Suspected Supplier Cyber-Attack Shuts Down Toyota Plants


By Staff Writer.

A suspected cyber-attack on a key supplier has caused global car giant Toyota to suspend its Japanese car production operations. Kojima Industries Corporation, supplier of plastic parts and electronic components to Toyota, said an error was detected in its computer server system that it believed could be a cyber-attack.

The shutdown of 28 production lines across 14 Toyota plants in Japan came about because Kojima’s system could not communicate properly with Toyota or monitor production.

“This has never happened before,” Kojima spokesperson Tomohiro Takayama said on Monday. “We are not sure yet if it is a cyber-attack, but we suspect it might be one.”

There is no timeline provided as to when Kojima might resolve the issue. Meanwhile, Toyota’s daily output of 13,000 vehicles from the closed plants remains halted. Those vehicles account for around one-third of Toyota’s daily global production.
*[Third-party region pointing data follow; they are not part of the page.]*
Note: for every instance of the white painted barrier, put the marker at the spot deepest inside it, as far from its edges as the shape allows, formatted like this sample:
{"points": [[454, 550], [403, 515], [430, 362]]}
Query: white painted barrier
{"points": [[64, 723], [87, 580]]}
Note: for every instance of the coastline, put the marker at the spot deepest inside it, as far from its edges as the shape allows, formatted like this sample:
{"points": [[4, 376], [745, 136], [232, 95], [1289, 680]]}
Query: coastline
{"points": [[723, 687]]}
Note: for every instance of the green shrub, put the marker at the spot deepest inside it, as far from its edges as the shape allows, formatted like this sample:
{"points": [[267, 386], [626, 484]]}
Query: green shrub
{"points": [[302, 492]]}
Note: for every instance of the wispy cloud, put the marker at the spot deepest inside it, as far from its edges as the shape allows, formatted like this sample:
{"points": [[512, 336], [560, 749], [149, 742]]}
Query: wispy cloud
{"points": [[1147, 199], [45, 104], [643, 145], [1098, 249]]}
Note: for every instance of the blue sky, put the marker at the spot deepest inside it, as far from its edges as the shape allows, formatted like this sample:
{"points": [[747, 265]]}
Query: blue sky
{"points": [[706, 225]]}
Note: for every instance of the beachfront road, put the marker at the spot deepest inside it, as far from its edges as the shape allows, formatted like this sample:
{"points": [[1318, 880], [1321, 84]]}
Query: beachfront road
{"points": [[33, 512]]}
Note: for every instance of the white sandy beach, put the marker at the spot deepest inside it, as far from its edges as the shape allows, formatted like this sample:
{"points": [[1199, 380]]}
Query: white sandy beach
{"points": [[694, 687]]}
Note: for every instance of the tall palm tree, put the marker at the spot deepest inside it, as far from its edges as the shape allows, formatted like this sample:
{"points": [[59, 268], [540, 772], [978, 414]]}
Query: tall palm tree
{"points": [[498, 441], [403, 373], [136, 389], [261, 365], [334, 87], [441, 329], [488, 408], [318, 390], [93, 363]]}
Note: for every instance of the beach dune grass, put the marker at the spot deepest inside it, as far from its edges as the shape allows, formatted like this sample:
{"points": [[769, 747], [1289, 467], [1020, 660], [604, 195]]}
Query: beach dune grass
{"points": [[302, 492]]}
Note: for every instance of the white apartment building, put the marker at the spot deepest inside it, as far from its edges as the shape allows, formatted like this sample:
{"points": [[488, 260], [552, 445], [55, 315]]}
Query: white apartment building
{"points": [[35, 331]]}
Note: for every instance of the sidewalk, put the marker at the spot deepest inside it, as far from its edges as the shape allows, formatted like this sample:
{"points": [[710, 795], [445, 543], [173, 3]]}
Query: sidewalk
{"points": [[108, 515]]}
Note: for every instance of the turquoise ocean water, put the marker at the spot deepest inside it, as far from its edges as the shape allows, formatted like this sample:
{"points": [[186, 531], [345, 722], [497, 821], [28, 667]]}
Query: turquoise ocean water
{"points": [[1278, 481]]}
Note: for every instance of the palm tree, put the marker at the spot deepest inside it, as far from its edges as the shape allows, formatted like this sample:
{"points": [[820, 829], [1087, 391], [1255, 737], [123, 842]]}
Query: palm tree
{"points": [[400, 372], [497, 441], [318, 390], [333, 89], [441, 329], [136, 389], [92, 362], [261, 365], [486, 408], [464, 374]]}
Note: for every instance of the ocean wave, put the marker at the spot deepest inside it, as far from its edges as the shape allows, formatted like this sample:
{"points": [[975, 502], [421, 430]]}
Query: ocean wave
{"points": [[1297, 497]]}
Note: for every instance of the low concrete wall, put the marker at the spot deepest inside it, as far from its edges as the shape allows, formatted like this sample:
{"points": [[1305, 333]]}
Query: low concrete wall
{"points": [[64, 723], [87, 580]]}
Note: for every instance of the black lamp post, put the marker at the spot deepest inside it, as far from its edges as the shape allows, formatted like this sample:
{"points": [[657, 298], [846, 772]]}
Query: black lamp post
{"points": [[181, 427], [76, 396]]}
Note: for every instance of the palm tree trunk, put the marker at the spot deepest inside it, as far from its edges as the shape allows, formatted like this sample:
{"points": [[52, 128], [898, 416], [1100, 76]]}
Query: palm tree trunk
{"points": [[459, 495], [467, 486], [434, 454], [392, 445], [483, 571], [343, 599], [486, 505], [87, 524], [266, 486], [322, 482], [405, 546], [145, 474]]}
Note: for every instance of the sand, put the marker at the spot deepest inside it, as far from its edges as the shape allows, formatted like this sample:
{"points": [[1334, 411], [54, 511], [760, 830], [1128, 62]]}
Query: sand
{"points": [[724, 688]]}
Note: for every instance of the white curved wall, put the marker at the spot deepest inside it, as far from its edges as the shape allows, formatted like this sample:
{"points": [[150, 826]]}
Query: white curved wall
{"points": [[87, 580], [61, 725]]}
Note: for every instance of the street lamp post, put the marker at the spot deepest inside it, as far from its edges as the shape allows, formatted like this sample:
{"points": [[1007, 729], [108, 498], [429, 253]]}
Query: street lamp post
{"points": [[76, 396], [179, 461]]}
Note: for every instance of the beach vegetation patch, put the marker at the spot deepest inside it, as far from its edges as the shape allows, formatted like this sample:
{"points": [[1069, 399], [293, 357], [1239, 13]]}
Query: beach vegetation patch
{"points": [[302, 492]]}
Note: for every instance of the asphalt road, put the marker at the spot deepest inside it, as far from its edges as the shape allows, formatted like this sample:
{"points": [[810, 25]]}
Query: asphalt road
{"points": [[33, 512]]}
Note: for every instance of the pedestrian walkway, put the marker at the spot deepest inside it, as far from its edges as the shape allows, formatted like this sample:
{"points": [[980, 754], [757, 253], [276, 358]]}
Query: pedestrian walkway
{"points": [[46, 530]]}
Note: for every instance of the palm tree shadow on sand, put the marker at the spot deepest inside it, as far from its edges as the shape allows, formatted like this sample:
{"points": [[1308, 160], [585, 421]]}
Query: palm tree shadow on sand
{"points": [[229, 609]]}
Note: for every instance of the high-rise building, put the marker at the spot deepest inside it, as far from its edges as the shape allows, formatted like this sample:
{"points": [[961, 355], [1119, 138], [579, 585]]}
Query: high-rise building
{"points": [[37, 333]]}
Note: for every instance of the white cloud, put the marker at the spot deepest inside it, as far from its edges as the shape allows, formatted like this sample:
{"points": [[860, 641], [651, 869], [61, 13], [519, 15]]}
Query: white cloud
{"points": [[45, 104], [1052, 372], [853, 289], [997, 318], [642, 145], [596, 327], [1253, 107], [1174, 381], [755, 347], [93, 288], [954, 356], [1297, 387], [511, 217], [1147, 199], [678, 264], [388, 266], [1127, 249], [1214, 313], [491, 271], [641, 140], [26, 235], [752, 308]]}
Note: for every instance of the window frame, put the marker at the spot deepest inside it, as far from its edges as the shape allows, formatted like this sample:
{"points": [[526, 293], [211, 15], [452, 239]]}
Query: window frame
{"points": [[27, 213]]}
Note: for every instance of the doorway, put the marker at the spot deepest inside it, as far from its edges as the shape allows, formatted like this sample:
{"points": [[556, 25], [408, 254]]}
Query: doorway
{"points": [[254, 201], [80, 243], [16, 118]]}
“Due to a system failure at a supplier in Japan, we have decided to suspend the operation at all 14 domestic plants”, a Toyota spokesperson said.
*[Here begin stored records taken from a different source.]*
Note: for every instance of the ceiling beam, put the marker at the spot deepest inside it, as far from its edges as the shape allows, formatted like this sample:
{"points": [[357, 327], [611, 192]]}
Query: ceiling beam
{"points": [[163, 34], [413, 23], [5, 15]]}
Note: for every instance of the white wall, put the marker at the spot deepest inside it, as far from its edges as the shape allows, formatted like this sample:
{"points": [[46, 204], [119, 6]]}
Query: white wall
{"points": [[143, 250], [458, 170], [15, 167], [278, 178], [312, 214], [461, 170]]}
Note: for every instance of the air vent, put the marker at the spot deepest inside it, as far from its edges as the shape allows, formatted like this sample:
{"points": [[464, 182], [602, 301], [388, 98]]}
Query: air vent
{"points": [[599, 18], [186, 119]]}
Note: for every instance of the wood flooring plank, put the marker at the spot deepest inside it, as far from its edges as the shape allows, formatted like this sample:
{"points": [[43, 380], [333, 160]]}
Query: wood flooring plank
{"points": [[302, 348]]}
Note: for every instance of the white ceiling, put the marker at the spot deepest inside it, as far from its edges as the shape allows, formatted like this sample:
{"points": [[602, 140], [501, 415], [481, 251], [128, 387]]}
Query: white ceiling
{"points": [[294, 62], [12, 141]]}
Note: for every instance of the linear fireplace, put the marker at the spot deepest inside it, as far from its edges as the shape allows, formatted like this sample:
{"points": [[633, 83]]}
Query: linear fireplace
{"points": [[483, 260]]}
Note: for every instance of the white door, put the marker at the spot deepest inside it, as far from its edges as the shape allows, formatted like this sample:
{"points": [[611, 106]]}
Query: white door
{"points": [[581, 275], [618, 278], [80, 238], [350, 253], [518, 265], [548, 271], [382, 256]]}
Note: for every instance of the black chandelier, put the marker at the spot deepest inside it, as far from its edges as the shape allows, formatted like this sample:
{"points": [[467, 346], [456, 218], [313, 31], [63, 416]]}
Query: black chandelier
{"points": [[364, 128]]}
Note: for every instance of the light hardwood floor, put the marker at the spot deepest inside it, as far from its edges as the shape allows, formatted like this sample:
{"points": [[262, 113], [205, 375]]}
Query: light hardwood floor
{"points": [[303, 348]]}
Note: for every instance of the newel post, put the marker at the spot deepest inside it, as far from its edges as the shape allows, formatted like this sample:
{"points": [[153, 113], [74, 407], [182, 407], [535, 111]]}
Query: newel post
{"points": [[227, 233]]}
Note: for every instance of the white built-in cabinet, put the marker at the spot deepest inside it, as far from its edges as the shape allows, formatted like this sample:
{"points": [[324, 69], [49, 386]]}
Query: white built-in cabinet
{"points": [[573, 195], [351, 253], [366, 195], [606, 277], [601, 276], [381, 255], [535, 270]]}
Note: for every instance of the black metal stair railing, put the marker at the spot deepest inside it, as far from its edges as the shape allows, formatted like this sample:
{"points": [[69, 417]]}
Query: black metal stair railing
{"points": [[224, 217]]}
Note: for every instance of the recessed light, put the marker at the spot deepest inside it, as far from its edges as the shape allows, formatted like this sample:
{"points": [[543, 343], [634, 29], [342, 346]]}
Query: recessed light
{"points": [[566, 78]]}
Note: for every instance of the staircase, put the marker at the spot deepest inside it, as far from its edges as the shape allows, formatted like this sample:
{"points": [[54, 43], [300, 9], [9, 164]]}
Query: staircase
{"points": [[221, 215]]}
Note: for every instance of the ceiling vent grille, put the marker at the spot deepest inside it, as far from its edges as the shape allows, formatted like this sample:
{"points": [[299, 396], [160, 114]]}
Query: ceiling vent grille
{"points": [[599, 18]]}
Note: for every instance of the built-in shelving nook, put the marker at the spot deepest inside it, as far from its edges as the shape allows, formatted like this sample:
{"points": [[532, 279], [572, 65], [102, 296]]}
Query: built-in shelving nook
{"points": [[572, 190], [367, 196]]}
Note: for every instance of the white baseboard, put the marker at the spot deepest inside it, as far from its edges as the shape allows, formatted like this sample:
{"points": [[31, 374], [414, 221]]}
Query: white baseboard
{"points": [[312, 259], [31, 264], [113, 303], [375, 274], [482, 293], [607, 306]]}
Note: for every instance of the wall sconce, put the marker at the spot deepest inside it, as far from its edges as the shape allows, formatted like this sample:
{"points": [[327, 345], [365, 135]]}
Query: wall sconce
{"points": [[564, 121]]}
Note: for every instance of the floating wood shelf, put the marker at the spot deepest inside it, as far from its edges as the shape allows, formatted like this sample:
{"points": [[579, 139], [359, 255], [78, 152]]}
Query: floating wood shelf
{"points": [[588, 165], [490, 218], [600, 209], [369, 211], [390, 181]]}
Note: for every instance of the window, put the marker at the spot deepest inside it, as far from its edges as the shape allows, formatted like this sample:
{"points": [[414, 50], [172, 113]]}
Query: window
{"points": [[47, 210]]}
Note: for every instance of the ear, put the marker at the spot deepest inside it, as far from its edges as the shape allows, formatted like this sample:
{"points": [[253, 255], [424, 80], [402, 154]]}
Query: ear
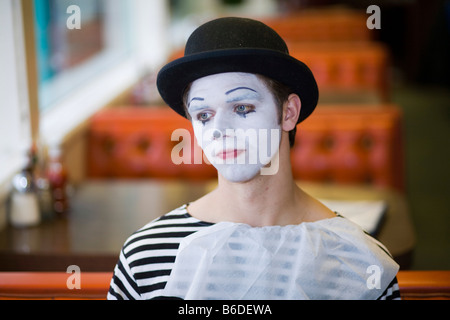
{"points": [[291, 112]]}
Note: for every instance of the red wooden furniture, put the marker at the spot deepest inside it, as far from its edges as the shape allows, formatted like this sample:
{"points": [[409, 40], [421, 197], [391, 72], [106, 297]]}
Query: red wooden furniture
{"points": [[343, 144], [414, 285]]}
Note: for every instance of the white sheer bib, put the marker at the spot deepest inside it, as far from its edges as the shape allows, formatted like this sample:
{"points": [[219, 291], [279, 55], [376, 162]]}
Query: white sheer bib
{"points": [[326, 259]]}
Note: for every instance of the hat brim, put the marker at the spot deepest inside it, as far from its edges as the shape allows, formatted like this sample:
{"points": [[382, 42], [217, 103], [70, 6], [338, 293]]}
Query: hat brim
{"points": [[177, 75]]}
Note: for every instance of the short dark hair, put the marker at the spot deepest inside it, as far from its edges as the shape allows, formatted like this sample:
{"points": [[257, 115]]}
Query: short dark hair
{"points": [[280, 92]]}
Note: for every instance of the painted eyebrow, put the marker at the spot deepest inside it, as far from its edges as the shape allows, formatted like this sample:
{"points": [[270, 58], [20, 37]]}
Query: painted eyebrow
{"points": [[195, 99], [239, 88]]}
An early adopter and keen enthusiast of just-in-time manufacturing, cyber-attacks on Toyota’s suppliers can leave the car manufacturer vulnerable to production disruptions.
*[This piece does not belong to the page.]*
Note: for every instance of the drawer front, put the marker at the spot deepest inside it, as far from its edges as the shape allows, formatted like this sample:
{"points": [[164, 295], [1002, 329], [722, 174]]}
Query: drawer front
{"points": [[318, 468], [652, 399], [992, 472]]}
While there is some speculation a cyber-attack on Kojima could be a reprisal from Russia following Japan electing to support and participate in the current global Russian pushback, Rich Armour, CISO at Detroit-based General Motors, thinks this is not the case.

“The dark web has been quiet on this attack so far. It’s certainly possible that the Russian Government is behind the attack or one of its cyber-criminal organisations, but it looks more like a typical ransomware or other play against a target of opportunity,” he said.

“Bridgestone was also hit with a cyber-induced outage over the weekend, which raises the possibility of a coordinated attack on the industry. Right now, it’s too early to tell if the two are related.”

Also impacted by the problem at Kojima are Toyota subsidiaries Hino Motors and Daihatsu Motors. Hino Motors has confirmed two of its Japanese plants are shut down. Daihatsu has also said production at its Japanese plants are affected.

Danielle Jablanski, Security Strategist at Nozomi Networks says the suspected cyber-attack highlights the risk cyber-attacks pose to just-in-time production.

“This incident highlights a single point of failure for business interruption resulting in a loss of production,” she says. “It is also an example of a major cyber risk for ‘just-in-time’ manufacturing. Toyota has thwarted direct attacks in the past, but the difficulty in securing entire supply chains from multiple vendors is a wider and more daunting task.”

Any attack on Kojima also reflects a trend targeting supply chain links rather than a high-profile global company. If the supplier supplies more than one customer, the impact of the cyber-attack and the incentive to pay any ransom is magnified.

“Supply chain attacks are on the mind of the Federal Government, think tanks, and standards bodies,” adds Ms Jablanski. “At the same time, we see the number of suppliers for some critical hardware components across manufacturing continue to decrease. There is no easy fix to this complexity, and we will likely continue to see similar incidents.”